Figuring out who his disciples are, I mean. Why did the Lord make the standard be our love for one another?
Isn't "love" too abstract? Wouldn't it have been easier to tell who-is-who ("Who's on the Lord side, who?") if we used something more obvious, say, like bright neon orange vests, or priesthood keys, or presidential titles or drivers licenses?
Why can't there be a Kolob-issued Amber Alert every time someone tries to invoke God's authority unrighteously? (I hope the angels are listening and someone up there secures for me a provisional patent.)
Love one another as I have loved you, that ye also love one another.
By this shall all men know that ye are my disciples, if ye have love one to another.
Please.
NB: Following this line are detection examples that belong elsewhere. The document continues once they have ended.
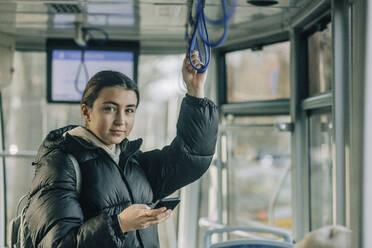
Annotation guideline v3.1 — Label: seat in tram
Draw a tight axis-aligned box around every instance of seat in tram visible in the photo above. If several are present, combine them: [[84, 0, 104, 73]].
[[204, 226, 294, 248]]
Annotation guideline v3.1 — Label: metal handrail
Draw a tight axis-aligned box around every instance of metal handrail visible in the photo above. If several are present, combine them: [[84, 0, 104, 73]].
[[0, 151, 37, 158], [268, 164, 291, 225]]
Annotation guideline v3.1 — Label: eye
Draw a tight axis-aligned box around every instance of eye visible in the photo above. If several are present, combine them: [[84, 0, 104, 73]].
[[126, 109, 136, 114], [103, 107, 115, 112]]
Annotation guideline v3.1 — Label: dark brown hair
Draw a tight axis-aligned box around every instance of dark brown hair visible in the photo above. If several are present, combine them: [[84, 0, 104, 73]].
[[80, 71, 140, 108]]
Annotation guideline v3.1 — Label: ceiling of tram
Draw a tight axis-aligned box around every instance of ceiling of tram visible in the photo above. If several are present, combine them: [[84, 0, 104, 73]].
[[0, 0, 316, 47]]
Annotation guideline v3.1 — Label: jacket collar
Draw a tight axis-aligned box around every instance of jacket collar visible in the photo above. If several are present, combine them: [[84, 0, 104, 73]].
[[36, 125, 142, 161]]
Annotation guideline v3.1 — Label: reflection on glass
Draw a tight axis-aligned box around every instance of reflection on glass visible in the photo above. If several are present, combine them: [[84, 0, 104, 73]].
[[2, 52, 186, 248], [308, 23, 333, 96], [226, 42, 290, 102], [226, 116, 292, 229], [130, 54, 186, 150], [2, 52, 82, 242], [5, 158, 35, 231], [310, 109, 333, 230]]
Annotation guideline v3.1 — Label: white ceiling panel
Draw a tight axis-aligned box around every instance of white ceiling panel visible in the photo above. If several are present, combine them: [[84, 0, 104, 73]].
[[0, 0, 316, 44]]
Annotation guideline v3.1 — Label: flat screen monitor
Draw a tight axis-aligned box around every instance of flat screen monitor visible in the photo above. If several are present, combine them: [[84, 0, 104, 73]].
[[47, 39, 138, 103]]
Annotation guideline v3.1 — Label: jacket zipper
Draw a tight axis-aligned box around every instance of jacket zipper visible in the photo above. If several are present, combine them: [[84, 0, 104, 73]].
[[100, 148, 145, 248]]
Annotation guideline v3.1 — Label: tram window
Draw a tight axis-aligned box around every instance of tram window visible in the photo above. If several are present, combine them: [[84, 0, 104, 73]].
[[2, 52, 82, 240], [134, 54, 186, 150], [226, 116, 292, 229], [309, 108, 333, 230], [308, 23, 333, 96], [5, 158, 35, 235], [226, 42, 290, 103], [134, 54, 186, 248]]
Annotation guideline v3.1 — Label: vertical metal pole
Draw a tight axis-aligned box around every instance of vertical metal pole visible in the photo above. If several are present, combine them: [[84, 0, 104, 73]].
[[0, 91, 7, 247], [346, 0, 371, 247], [290, 29, 310, 240], [362, 1, 372, 248], [332, 0, 350, 225]]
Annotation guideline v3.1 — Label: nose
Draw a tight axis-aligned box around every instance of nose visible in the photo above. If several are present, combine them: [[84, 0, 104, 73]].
[[114, 111, 127, 126]]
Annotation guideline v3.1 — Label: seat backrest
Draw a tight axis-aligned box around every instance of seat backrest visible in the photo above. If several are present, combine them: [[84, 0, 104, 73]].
[[210, 239, 293, 248], [204, 226, 293, 248]]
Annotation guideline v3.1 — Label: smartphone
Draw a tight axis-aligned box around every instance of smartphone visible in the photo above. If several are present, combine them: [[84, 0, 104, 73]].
[[151, 197, 180, 210]]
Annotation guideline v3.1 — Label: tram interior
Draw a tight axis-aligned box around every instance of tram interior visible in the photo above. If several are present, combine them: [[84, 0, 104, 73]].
[[0, 0, 367, 248]]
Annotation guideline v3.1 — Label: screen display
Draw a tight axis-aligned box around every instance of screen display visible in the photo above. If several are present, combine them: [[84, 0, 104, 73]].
[[50, 49, 135, 102]]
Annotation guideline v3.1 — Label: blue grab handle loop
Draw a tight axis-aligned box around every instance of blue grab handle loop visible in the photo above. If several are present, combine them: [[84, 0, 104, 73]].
[[185, 0, 237, 73]]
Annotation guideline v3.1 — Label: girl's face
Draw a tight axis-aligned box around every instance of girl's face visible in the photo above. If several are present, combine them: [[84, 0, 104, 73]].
[[81, 87, 137, 148]]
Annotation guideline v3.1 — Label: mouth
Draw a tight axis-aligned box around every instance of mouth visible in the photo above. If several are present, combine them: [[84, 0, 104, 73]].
[[110, 130, 125, 135]]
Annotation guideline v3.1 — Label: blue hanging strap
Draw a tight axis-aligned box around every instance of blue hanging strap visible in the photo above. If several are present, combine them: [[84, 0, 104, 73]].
[[185, 0, 237, 73]]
Just give me an Org Chart any day of the week. It'll show me who's on top and I'll know who to follow.
But love? Come on! How am I supposed to "follow the love?"
Really: Why Love?
In the posts I have written over the years, I've invited you to consider that Christ's gospel is really about love ― not authority.
It is a simple proposition. And yet it changes everything.
I have tried everything I know ― from quoting scripture to using satire and sarcasm; poems and parables; stories and wit and witlessness ― using every means available to persuade you that pulling rank is lethal to love.
The quickest way to ruin the gospel is to start a Church hierarchy because the first order of business will be deciding who's in charge.
(Wasn't Christ in charge? Oh sorry, my bad.)
Well, hold on. If Christ were in charge, wouldn't his disciples prioritize love above all else?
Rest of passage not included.